ASA 124th Meeting New Orleans 1992 October

5pSP1. On the applicability of VQ codebooks to connected digit recognition.

Lawrence R. Rabiner

Jay G. Wilpon

Wu Chou

Biing-Hwang Juang

AT&T Bell Labs., Rm. 2D-538, 600 Mountain Ave., Murray Hill, NJ 07974

Connected digit recognition is a problem that has received a lot of attention over the past several years because of its importance in providing speech recognition services (e.g., catalog ordering, credit card entry, all digit dialing of telephone numbers, etc.). Although a number of systems have been described that provide very high string accuracy on a standard database of connected digits (i.e., the TI database), most of these systems require a great deal of computation to provide high performance.
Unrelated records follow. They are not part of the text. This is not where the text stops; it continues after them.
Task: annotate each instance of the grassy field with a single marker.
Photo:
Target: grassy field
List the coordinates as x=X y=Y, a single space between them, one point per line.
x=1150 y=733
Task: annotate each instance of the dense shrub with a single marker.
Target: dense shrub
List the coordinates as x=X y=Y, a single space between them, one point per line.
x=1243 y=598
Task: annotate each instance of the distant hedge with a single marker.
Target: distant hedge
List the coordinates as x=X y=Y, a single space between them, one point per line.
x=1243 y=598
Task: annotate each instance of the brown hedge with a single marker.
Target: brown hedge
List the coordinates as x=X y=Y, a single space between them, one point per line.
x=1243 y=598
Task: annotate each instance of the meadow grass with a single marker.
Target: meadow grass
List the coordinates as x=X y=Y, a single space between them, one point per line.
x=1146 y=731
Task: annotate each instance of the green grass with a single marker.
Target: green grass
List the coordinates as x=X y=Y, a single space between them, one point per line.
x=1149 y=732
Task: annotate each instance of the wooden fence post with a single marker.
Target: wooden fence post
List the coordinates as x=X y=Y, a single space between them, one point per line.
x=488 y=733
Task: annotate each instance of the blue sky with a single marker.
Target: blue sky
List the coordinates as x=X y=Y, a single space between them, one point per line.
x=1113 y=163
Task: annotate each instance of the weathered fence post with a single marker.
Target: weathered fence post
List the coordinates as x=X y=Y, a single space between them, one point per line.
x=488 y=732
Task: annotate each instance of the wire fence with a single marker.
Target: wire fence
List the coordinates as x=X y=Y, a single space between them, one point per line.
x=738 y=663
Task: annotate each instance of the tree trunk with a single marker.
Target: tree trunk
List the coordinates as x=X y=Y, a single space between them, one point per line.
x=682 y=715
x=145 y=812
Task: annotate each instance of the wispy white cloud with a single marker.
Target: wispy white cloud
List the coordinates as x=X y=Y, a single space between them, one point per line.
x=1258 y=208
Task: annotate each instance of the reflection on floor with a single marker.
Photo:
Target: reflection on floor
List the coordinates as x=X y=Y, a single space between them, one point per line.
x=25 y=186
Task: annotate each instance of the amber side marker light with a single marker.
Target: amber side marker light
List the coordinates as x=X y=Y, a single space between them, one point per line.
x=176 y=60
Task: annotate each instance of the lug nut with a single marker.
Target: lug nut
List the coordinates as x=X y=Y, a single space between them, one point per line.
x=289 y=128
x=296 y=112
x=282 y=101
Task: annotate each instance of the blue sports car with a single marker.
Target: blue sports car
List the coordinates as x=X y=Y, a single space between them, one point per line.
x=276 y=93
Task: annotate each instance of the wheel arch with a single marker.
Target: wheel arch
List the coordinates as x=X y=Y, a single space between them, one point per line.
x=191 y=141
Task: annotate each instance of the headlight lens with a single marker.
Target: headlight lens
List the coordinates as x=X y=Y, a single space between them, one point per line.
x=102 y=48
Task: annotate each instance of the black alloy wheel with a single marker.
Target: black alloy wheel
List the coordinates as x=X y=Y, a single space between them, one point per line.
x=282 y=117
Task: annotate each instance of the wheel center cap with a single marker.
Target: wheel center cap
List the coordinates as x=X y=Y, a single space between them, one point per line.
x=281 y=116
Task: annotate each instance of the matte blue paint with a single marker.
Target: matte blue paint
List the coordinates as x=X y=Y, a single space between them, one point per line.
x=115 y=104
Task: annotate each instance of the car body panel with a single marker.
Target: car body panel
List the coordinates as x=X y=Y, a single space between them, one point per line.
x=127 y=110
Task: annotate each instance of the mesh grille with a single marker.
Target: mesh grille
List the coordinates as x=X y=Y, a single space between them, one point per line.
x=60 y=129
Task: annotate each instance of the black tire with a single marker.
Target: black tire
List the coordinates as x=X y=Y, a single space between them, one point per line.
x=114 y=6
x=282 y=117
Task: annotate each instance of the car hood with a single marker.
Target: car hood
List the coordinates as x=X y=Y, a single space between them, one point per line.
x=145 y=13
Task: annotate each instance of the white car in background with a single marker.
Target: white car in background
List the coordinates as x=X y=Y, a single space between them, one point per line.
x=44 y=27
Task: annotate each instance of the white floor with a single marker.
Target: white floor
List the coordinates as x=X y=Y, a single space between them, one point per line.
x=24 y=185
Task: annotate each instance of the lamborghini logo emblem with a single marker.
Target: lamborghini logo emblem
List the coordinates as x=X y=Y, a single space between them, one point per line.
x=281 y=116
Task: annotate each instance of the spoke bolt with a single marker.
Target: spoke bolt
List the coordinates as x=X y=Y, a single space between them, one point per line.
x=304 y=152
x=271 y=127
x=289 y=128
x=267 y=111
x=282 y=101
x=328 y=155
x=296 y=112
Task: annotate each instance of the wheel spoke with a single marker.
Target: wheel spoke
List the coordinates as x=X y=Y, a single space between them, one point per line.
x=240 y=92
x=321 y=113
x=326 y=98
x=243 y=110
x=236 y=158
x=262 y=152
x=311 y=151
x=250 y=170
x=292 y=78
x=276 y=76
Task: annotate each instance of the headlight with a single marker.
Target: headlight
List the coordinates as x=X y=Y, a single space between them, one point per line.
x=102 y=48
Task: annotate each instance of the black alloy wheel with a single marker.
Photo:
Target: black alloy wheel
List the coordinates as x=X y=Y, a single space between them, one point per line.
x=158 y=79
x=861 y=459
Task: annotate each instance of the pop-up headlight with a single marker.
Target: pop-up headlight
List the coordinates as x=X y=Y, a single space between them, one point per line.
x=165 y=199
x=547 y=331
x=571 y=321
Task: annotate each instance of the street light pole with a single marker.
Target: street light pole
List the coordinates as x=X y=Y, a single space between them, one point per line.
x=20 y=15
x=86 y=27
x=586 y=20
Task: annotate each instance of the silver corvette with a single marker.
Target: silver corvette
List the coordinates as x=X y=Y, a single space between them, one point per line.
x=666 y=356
Most recently, there has been a renewed interest in connected digit recognition systems based on discrete density models using VQ codebooks (e.g., the work of Normandin and colleagues at CRIM in Montreal) where the computation is significantly lower than that required for continuous density models, and the robustness to variations in talkers, background, microphones, etc., has the potential to be high. In this study, the effect of multiple codebooks, multiple models, and codebook weighting on the performance of a standard hidden Markov model recognizer using the TI connected digits database is examined. It is shown that a single codebook can provide high string recognition accuracy, and that multiple codebooks provide accuracy comparable to that of continuous density models.